İslam kardeşliği

Her sistem gibi İslâm da kendi cemiyetini belli esaslar üzerine kur­muştur. İnançta tevhidi; cemiyette de uhuvveti yani kardeşliği esas al­mıştır. Dolayısıyla İslâm toplumu, sınırları İslâm imanıyla çizilmiş kardeşler topluluğudur. Bu topluluk ve kardeşliğe imandan başka hiç bir şey, me­sela ne ırk, ne renk ne de coğrafya sınır çizemez. İslâm kardeşliğinin ye­gâne belirleyici ön şartı "La ilahe illallah Muhammedur'r-rasulullah" de­mektir. Bu kelime-i tevhîd'i söyleyen herkes müslümandır ve öteki müslümanların din kardeşidir. Yüce kitabımız Kur'an-ı Kerim'de bu ger­çek, "Mü'minler ancak kardeştirler" diye pek açık biçimde belirlenmiş ve ilan edilmiştir.

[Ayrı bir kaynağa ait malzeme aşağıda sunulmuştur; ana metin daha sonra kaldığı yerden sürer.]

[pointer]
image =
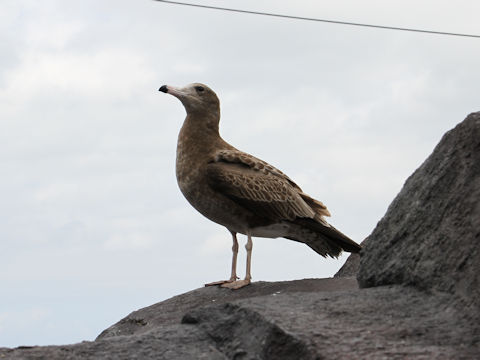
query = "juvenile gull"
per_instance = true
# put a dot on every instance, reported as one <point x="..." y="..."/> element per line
<point x="243" y="193"/>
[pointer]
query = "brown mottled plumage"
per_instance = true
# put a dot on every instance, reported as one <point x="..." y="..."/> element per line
<point x="241" y="192"/>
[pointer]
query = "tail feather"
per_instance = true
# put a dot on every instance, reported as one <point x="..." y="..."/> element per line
<point x="324" y="239"/>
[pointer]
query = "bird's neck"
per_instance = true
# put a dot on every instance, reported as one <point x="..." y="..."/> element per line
<point x="199" y="135"/>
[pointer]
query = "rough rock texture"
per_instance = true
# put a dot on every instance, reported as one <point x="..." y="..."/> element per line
<point x="430" y="235"/>
<point x="420" y="298"/>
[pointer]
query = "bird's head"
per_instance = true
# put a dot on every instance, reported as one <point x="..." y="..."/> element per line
<point x="196" y="97"/>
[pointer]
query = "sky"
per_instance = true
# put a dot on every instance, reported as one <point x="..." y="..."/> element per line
<point x="92" y="224"/>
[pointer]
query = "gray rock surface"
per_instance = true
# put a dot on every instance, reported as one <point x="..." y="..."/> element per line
<point x="419" y="298"/>
<point x="430" y="235"/>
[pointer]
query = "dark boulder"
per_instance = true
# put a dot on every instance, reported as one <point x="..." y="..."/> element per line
<point x="430" y="235"/>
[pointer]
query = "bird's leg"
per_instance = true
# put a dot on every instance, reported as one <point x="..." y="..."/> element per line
<point x="241" y="283"/>
<point x="233" y="277"/>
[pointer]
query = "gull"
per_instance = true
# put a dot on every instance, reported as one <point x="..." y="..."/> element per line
<point x="241" y="192"/>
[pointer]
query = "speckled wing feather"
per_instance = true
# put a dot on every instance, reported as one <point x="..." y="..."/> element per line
<point x="258" y="186"/>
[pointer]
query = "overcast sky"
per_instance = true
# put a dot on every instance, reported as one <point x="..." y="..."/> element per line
<point x="92" y="224"/>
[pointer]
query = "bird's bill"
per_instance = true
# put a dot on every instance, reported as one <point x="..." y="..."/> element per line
<point x="172" y="90"/>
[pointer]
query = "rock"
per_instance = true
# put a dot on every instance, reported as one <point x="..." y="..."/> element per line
<point x="350" y="268"/>
<point x="430" y="235"/>
<point x="419" y="297"/>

Sevgili Peygamberimiz de "Müslüman müslümanın kardeşi­dir" buyurmuş, dünyanın neresinde olursa olsun, hangi devirde yaşamış bulunursa bulunsun, bütün müslümanların birbirlerinin din kardeşi ol­duklarını tüm dünyaya duyurmuştur. Hatta bizzat kendisi Medine'yi teşrif ettiklerinde, Mekke'den gelen muhâcirlerden her birini Medineli müslümanlardan biri ile kardeş ilân etmiş, böylece ilk İslâm cemiyetini, kardeşlik esas ve uygulamasıyla başlatmıştır.

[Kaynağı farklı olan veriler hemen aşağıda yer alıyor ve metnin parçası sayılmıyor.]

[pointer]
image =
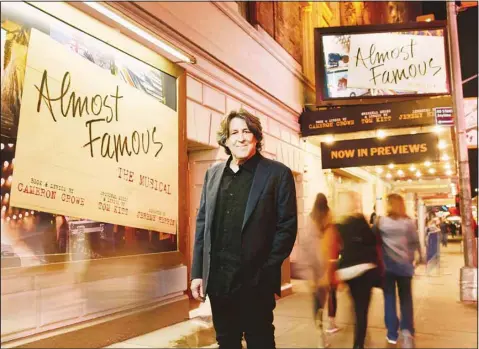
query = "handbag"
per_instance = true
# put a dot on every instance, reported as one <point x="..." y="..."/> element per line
<point x="379" y="253"/>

Modern dünyanın "toplum dayanışması" dediği ve aradığı oluşumu, Hz. Peygamber, kıyamete kadar yaşayacak olan ümmetine örnek olmak üzere muâhât (kardeşlik) uygu­lamasıyla, daha ilk İslâm toplumunda gerçekleştirmiştir. Bu sebeple müslümanlar, kardeşliği Kitap ve Sünnet ile ilan edilmiş ve Medine İslâm top­lumuyla o kardeşliği yaşamaya başlamış bir ümmettir.

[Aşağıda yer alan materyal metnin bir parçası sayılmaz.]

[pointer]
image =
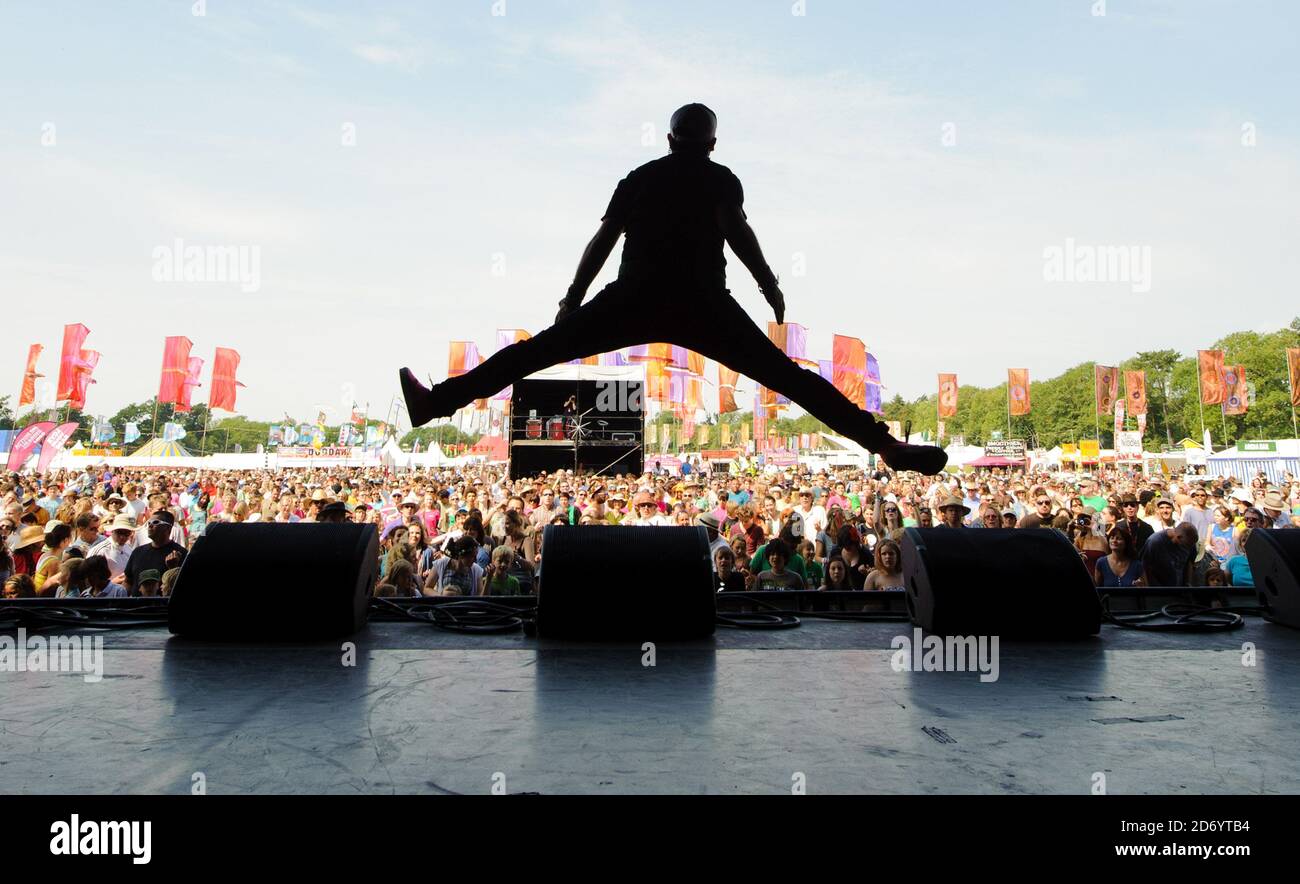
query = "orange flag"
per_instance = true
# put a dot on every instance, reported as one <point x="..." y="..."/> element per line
<point x="1018" y="390"/>
<point x="727" y="381"/>
<point x="1234" y="381"/>
<point x="1210" y="367"/>
<point x="947" y="395"/>
<point x="1135" y="388"/>
<point x="29" y="377"/>
<point x="1106" y="380"/>
<point x="1294" y="365"/>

Kardeşlik kutlu ve güçlü bir bağ olduğu kadar büyük bir sorumlu­luktur da... Aynı dine mensup insanların adedince büyüyen bir sorum­luluk... Kardeşler arasındaki ilişkilerin nasıl olması lazım geldiği konu­sunda, hem Kur'an-ı Kerim'de hem de Peygamberimizin hadîs-i şerîfle­rinde çok ciddî tavsiye ve uyarılar bulunmaktadır. Bütün bu uyarı ve tavsiyelerin özünü aslında "kardeşlik" kelimesi ifade etmektedir. Hz. Peygamber de bu yüzden kardeşler arasındaki her türlü münasebette, müslümana kendi nefsini ölçü almasını öğütlemiştir.
O sallallahu aleyhi ve sellem şöyle buyurmuştur:
"Hiç biriniz, kendisi için istediğini din kardeşi için de istemedikçe olgun mü'min olamaz."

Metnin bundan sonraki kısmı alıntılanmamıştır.